Account organization
This document explains how accounts are organized into profiles, versions, and permissions. Use this hierarchy to help organize your Tealium account to match your business needs and implement a smooth development workflow.
Accounts
The account is at the top level of the Tealium platform, and each customer has one account with Tealium. Accounts contain the following:
- Global settings for the account.
- Profiles, which are configuration sets for either server-side or client-side products and features.
- Permission groups of users.
- Admin roles for delegating management of the account.
At the account level, you manage the following:
- Admin roles for users to delegate management of the account.
- Permission groups.
- Single sign-on access management.
Multiple accounts
Each person who logs into Tealium has a user account. A user can have access to multiple accounts, but their security settings (Single Sign-On, Multi-Factor Authentication, etc.) are determined by their primary account. The primary account is the first account the user was added to.
User 2 exists in Account 1 and Account 2, and its primary account is Account 1.
Profiles
A profile contains configuration sets and data for a website, a mobile application, a region, or a brand. A profile can exist on either the client-side or the server-side:
- Client-side profiles manage tags and configurations in iQ Tag Management for a website or app.
- Server-side profiles collect data from all your sites and apps into your Customer Data Hub to build a comprehensive view of your customers and visitors, and then action that data through vendor integrations.
At the profile level, you manage the following:
- User permissions for the platform’s products, features, and data.
- Consent management.
For more information about profiles, see About Profiles.
Only client-side profiles can be created through the platform. To create a server-side profile, contact Tealium Support.
Multiple profiles
Set up multiple profiles to represent your business needs based on organizational structure, brands, and sources of data collection:
- Websites: If you have multiple websites and apps, set up separate profiles to manage development specific to each website.
- Brands: If you have multiple brands for products or services, set up separate profiles for each of your brands to facilitate brand-specific management and development.
- Regions: If you have websites and apps based in different regions, set up separate profiles for each region. For example, you could have separate profiles for each of your regional domains, such as
example.com,example.ca,example.fr, etc.
- Mobile platforms: If you have websites and apps based on different mobile devices, set up separate profiles for each mobile environment. For example, set up profiles for iOS and Android so you can configure the tags to use each platform’s specific privacy and visitor identification methods.
- Legal requirements: If you have compliance or internal policies that require customer data to be stored in a specific region or subsidiaries with legal requirements not to share data, set up separate profiles to store data appropriately. For example, set up a separate server-side profile to store EU customer data in an EU datacenter (Dublin or Frankfurt) for GDPR compliance.
The following diagram demonstrates possible sets of profiles:
Multiple client-side profiles can send data to a single server-side profile for a unified view of your visitors. From there, you can create audiences of visitors, segment those audiences to power personalized experiences, and use that data across your digital marketing stack.
Server-Side Profile 1 receives data from Client-Side Profile 1, Profile 2, and Profile 3.
Profile libraries
Using multiple profiles may cause you to duplicate effort configuring tags and other features. It also increases the amount of testing needed to ensure the tags, extensions, and other configurations in each profile run properly. Tealium provides client-side profile libraries to simplify this process.
A profile library contains all the features of a client-side profile and is designed to be imported into one or more profiles. Libraries are used to standardize configurations across profiles to avoid repeating the same configuration. For example, if you have two profiles that use the same tag and extensions, you could configure the profiles to inherit the tag and extensions from a common library.

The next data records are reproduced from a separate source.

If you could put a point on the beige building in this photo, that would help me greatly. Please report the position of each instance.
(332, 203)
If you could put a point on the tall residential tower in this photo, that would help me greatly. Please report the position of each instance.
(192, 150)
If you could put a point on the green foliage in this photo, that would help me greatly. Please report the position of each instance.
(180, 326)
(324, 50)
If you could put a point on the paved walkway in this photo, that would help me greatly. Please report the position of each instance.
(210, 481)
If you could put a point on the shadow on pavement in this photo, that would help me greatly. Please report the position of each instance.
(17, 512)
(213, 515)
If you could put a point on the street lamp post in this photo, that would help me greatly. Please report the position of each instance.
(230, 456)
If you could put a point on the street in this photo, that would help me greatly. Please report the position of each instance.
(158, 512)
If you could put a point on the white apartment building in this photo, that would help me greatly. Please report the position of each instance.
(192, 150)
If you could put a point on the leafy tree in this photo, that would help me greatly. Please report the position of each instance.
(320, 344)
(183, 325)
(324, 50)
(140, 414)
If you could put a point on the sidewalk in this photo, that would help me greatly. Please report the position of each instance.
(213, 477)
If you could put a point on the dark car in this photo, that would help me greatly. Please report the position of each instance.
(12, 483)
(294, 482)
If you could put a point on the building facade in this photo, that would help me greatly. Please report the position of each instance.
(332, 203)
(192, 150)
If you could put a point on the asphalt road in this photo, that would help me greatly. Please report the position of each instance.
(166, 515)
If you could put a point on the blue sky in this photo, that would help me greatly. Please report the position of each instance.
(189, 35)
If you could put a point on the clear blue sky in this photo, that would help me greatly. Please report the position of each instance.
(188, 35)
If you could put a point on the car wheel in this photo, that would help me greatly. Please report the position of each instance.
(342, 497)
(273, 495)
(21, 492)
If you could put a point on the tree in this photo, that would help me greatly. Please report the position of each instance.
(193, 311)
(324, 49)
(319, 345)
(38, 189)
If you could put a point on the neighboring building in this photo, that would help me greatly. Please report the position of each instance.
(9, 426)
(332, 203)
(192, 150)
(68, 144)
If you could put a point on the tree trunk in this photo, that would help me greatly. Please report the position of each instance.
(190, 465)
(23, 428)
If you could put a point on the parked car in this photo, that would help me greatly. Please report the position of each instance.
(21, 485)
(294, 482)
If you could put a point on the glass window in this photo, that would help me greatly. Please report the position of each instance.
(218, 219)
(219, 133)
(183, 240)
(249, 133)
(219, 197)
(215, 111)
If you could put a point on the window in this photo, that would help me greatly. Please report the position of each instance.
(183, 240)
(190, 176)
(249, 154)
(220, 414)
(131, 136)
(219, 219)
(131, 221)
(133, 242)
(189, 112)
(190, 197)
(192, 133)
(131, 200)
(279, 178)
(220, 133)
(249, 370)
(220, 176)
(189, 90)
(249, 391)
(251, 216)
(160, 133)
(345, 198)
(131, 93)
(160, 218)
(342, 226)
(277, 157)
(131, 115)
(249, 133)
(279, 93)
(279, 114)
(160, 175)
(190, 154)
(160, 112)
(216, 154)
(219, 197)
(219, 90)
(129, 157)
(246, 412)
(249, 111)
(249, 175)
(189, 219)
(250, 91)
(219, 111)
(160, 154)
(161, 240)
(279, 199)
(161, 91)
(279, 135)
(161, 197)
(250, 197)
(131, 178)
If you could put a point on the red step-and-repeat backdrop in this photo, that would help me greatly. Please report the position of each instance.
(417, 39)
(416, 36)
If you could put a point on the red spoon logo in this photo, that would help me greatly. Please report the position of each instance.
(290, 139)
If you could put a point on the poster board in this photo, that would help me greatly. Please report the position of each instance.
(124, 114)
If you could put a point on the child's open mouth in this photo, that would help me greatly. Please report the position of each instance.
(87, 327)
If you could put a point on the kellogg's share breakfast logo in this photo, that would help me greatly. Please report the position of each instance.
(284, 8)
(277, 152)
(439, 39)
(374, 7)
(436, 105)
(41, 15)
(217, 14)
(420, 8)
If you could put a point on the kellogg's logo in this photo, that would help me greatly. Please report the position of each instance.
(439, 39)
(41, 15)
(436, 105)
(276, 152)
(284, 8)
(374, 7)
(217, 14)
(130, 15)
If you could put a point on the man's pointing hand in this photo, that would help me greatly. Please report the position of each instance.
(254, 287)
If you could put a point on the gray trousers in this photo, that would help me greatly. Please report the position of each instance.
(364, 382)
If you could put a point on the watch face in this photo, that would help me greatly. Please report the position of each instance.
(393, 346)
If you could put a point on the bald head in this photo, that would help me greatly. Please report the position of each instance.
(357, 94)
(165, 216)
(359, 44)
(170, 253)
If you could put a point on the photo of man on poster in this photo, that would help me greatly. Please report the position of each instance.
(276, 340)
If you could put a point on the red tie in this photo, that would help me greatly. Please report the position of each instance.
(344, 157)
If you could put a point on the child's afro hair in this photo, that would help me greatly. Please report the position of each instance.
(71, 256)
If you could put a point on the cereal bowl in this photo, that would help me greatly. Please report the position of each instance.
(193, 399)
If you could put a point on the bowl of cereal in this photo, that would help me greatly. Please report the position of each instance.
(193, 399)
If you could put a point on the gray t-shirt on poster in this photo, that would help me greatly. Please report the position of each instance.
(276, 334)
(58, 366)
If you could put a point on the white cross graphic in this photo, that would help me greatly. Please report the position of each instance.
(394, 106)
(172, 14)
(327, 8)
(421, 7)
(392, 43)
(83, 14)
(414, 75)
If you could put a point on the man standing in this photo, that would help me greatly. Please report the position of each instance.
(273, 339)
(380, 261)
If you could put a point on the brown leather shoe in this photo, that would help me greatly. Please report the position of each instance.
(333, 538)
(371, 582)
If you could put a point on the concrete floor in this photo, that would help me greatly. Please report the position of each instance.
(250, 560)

For more information about profile libraries, see Profile Libraries.
The following diagram demonstrates a simple profile library relationship:
Profile 1, Profile 2, and Profile 3 all import settings from Profile Library 1.
Profile versions
A profile version is a saved set of changes to a profile. You can use one of the following save options on a profile version:
- Save As: Use this option to branch off of the current version to create a new version, preserving a copy of the previous version. This option provides the ability to roll back changes and retrieve previous versions.
- Overwrite: Use this option to overwrite the current version. You will not be able to revert your changes to the version.
Client-side workflow
The client-side workflow offers the following collaborative tools:
- Multiple concurrent versions in development.
- Merges between versions.
- Multiple publishing environments for development, testing, and publishing to test functionality and appearance on a site without disrupting the production environment.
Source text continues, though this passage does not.